A cloud over the economy: the mortgage meltdown is deepening, and prolonging the housing recession. A weak housing sector has ripple effects for the rest of the U.S. economy. Financial markets remain vulnerable to renewed turmoil from hidden exposures to subprime mortgages and related derivatives

Mortgage Banking, Nov, 2007 by Robert Stowe England

Shiller also says the Washington, D.C., area is falling "at a good clip"--7.2 percent year-over-year in July. "New York [City], especially Manhattan, appears stronger than the city as a whole," he says, while the whole New York metropolitan area is weak, with a 3.8 percent decline year-over-year in July. Troubled Midwestern cities, where unemployment is high, continue to slump. Detroit, for example, was down 9.7 percent from a year ago in July.

Despite worries over these troubled markets, not all is doom-and-gloom. The National Association of Realtors found a silver lining in the August rise in the median price of a home, which rose 0.2 percent from July to $224,500. In August 2006, the median was $224,000.

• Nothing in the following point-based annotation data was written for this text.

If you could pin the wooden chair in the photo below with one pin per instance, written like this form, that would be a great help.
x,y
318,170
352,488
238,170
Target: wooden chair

Overall home sales, however, declined in August to an annual pace of 5.5 million from 5.75 million in July, representing a decline of 12.8 percent below the 6.31-million-unit pace of August 2006. Total housing inventory rose 0.4 percent at the end of August to 4.58 million existing homes available for sale, representing a 10-month supply at the current sales pace. That rose from a 9.5-month supply in July.

NAR's Yun found some cause for hope in the numbers for the Northeast region, where the median home price was $282,300, up 3.6 percent from August 2006, even as sales fell 5.7 percent to an annual pace of 1 million.

"The Northeast was the first region to go into a slump," Yun says, tracing the beginning of the slump in the Northeast to the fall of 2005, when sales turned negative. Median prices turned negative in the Northeast in August 2006. The Northeast registered its first median price increase in May 2007, Yun says.

"In recent months, the Northeast has been outperforming the rest of the nation," beginning with its first median price gain in May 2007, he says. August was the fourth straight month the median price in the Northeast had been up, with the average for the last three months at 3.7 percent--"a fairly decent price gain," Yun says.

The NAR data reveal that the West is the most troubled region, with a 9.8 percent drop in existing-home sales to an annual level of 1.01 million, 21.7 percent below August 2006. The median price in August was $332,300, 3.8 percent below the level of a year ago.

Impact on the economy

Yun predicts that the slump in the housing sector will hold economic growth to a 2 percent level for all of 2007. It will not tip the economy into recession, he says, because "business spending is solid and export growth is solid." He predicts that in 2008 home sales will be higher than this year and median prices will also rise, followed by an even better 2009.

Shiller calculates the probability of an economic recession at greater than 50 percent, due mainly to the effect of declining home values on the pace of consumer spending. "When asset prices go down, people are likely to spend less," he says.

Shiller notes that most economic models used to make forecasts do not include a measure of the impact from a collapse of a large portion of the mortgage market on the economy. A lot of blows have hit the economy, and it keeps on chugging, Shiller says, citing the end of the speculative boom in housing, higher oil prices and hits to financial infrastructure. "We've survived that, [but at the same time] it makes people a little bit more edgy," Shiller says. "If we see a lot of foreclosures, it could be interpreted negatively for the economy," he adds.